As far as popping up on the radar of competitors, that will happen as soon as their salespeople see you as a threat, no matter what level of revenues. Speed in development, quality of product -presentation, and competitive pricing all help push away competition. Remember that competitor interest validates that what you are doing is right on point and potentially harmful to the competition. If you are good enough at doing this, your competitor may become an aggressive buyer of the business someday. If you are enough of a threat, you may even find them to be an “emotional buyer” (see an earlier BERKONOMICS post about this)…
Dave
So right!
You should ask yourself these same questions before starting your venture.
My biggest problem in pitching is part 2, where I tend to explain everything we have. It’s just so exciting that I have trouble holding back.
Our market currently (hoping to expand it someday) is all online science labs and amounts to roughly a billion dollars worldwide, not truly huge. With expansion to other areas using the same technology, it could be larger. From where we are today, we could reach $40 million in five years, but I’m aiming for $10 million in 3-4 years. I’d be happy to turn over the company to someone else to expand beyond $10MM.
Our business proposition is solving the science education problem with online real labs.
And that’s our special sauce. Our approach to online labs is totally different than all of those simulated labs. It’s real, and it’s patented.
Here’s my question. How deeply must I go to explain the business proposition? I have two high-profile clients today (California State University and Discovery Education) with more to come.
Must I explain the science education problem? How do I explain that the connection between real labs and learning science is critical? Will testimonials be better than my dry scientist’s explanation?
The biggest issue for us today hasn’t been covered yet in these columns and may be useful for others to figure out too. Once we hit $1MM in revenue next year, we will suddenly appear on the radar of the big players in our industry. The typical response of these guys is “buy or bury.” Chances are that we won’t be generating revenue fast enough to have the explosive growth necessary to avoid being buried and that the buy proposition will undervalue us. While I can hope that neither of these happens, it’s likely that both will.

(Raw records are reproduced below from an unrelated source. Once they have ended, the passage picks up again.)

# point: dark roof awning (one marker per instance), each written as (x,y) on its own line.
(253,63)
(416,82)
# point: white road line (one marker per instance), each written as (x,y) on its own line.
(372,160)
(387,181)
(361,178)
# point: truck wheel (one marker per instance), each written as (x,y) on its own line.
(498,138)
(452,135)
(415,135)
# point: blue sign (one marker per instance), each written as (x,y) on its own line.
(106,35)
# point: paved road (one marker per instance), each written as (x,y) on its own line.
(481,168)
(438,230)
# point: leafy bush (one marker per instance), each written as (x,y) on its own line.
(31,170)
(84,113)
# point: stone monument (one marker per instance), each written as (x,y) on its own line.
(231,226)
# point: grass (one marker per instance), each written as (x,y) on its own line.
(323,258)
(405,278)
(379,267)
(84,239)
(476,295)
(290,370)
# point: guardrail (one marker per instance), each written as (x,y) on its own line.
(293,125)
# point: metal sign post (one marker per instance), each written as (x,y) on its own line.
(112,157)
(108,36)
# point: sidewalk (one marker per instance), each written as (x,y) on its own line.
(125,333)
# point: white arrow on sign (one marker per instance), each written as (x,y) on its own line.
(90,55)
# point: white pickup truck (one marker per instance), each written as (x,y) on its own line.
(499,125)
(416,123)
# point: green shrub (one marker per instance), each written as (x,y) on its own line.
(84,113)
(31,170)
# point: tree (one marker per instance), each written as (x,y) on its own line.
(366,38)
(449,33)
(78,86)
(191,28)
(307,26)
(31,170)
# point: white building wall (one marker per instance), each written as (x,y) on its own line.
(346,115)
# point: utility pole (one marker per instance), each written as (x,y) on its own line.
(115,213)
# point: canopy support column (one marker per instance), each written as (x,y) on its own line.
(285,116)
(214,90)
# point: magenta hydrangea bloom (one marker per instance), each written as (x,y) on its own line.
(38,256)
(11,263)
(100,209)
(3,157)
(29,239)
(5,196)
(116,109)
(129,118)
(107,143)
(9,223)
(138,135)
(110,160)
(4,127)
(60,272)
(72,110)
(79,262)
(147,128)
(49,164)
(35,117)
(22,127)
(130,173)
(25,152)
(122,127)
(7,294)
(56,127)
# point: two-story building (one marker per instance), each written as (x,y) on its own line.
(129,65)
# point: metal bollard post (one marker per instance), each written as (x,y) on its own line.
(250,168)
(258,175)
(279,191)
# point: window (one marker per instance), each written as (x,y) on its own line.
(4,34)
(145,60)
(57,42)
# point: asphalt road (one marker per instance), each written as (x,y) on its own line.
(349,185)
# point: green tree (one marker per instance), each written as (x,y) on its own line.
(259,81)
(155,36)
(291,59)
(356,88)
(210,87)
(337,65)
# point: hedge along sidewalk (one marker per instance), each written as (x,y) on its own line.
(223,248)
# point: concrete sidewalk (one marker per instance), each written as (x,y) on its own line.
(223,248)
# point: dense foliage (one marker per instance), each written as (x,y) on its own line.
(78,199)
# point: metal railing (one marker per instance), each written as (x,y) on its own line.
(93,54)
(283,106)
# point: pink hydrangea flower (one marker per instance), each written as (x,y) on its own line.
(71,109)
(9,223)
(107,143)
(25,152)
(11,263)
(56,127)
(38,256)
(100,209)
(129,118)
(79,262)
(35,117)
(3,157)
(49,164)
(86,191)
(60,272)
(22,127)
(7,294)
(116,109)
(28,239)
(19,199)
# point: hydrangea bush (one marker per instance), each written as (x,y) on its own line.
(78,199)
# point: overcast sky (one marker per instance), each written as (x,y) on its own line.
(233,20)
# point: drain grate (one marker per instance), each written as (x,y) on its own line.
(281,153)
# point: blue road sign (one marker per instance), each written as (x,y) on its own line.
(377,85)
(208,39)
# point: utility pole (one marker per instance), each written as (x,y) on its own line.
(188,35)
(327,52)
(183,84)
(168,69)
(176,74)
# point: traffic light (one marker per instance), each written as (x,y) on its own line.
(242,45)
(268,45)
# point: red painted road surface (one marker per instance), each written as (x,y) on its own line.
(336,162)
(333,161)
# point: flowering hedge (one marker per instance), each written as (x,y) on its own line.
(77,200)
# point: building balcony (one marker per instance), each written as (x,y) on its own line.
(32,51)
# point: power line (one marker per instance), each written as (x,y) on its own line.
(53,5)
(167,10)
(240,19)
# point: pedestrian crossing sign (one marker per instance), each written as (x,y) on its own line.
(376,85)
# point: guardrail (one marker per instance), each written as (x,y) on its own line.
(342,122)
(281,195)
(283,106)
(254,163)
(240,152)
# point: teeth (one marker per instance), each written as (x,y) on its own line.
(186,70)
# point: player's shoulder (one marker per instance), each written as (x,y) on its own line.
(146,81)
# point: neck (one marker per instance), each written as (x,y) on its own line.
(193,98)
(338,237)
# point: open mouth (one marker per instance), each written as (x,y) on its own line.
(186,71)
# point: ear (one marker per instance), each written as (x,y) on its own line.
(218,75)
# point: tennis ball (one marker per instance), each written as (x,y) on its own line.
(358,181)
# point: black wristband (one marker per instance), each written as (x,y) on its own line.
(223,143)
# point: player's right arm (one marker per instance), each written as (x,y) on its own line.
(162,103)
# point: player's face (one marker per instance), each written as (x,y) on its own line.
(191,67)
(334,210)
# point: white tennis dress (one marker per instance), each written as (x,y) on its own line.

I’d rather not wait until the crisis hits to find a good partner/investor to ensure that we survive and thrive. It can work either way — by being bought for a good price or by growing enough to make burying us too expensive for the potential return.
When in the growth process is the right time to seek out the right partner/investor(s)?
I totally agree that these three elements are ESSENTIAL! but, i confess, i have grown wary of “we’re the X of Y” pitches, like, “we’re the AirBNB of Tennis Courts.” usually seductively false.